Una fantasmagoria di forme, elementi, colori, suggestioni e sconfinamenti, che esprimono la ricerca condotta da Eusepi su medium della pittura. Brani di natura e scorci di paesaggio sono i soggetti ritratti e rielaborati dall’artista, partendo dalla tradizione del genere per arrivare a una visione contemporanea, frammentaria oppure coesa, tra linee, campiture e macchie che avanzano e retrocedono dalla superficie. Nella sua grammatica pittorica, la superficie diviene un campo di decostruzione formale in cui i diversi piani si fondono mettendo in discussione le gerarchie compositive attraverso la creazione di nuovi organismi materici.
Paesaggi autobiografici
«Le opere trovano posto nelle suggestive sale dell’edificio barocco, Palazzo Trigona di Cannicarao, integrandosi integralmente ad esse, quasi fossero lì da sempre e, solo oggi, svelassero la loro presenza. Molte di loro, infatti, sono state concepite dall’artista per l’occasione e, unite alle altre, danno luogo ad una sorta di grande installazione che, senza soluzione di continuità, si svolge nel palazzo enfatizzando il carattere ambientale che la sintassi pittorica di Eusepi è in grado di generare», ha spiegato Pancotto nel testo critico che accompagna la mostra.

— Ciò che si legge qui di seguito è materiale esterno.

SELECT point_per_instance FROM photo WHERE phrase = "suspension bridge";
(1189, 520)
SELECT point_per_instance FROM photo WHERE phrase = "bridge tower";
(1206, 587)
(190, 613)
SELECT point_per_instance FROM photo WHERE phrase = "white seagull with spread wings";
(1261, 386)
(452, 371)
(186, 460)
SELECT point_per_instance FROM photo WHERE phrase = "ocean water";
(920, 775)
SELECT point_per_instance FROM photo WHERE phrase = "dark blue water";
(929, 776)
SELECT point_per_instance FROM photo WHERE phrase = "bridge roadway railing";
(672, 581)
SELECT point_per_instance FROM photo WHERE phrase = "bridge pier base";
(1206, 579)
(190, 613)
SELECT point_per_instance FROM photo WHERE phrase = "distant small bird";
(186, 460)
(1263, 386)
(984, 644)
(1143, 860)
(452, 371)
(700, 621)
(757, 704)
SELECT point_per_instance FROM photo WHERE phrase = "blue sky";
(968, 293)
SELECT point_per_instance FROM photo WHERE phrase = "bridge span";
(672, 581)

«I lavori, tutti datati tra il 2019 ed il 2022, hanno per soggetto paesaggi o elementi vegetali che seguendo una gamma cromatica ora più fedele al vero ora più di fantasia, affiorano dal fondo chiaro della carta con la stessa sregolata velocità con la quale percorrono, nel quotidiano, lo sguardo ed il cuore dell’artista», continua il curatore. «Ché, in sintesi, così potrebbe riassumersi il suo sistema operativo: affidarsi alla rapidità di un gesto pittorico per restituire l’immediatezza di una sensazione – per lo più, suscitata dalla natura – e renderne così partecipi gli spettatori, condividendo con loro l’esperienza percettiva che ha dato loro origine; spontaneamente, senza ricorrere ad alcun artificio, cosi come, assecondando il corso naturale delle cose, l’evento ha avuto luogo. In tal senso, questi fiori, queste vedute assumono un carattere quasi autobiografico, visto il carattere intimo che li ha determinati».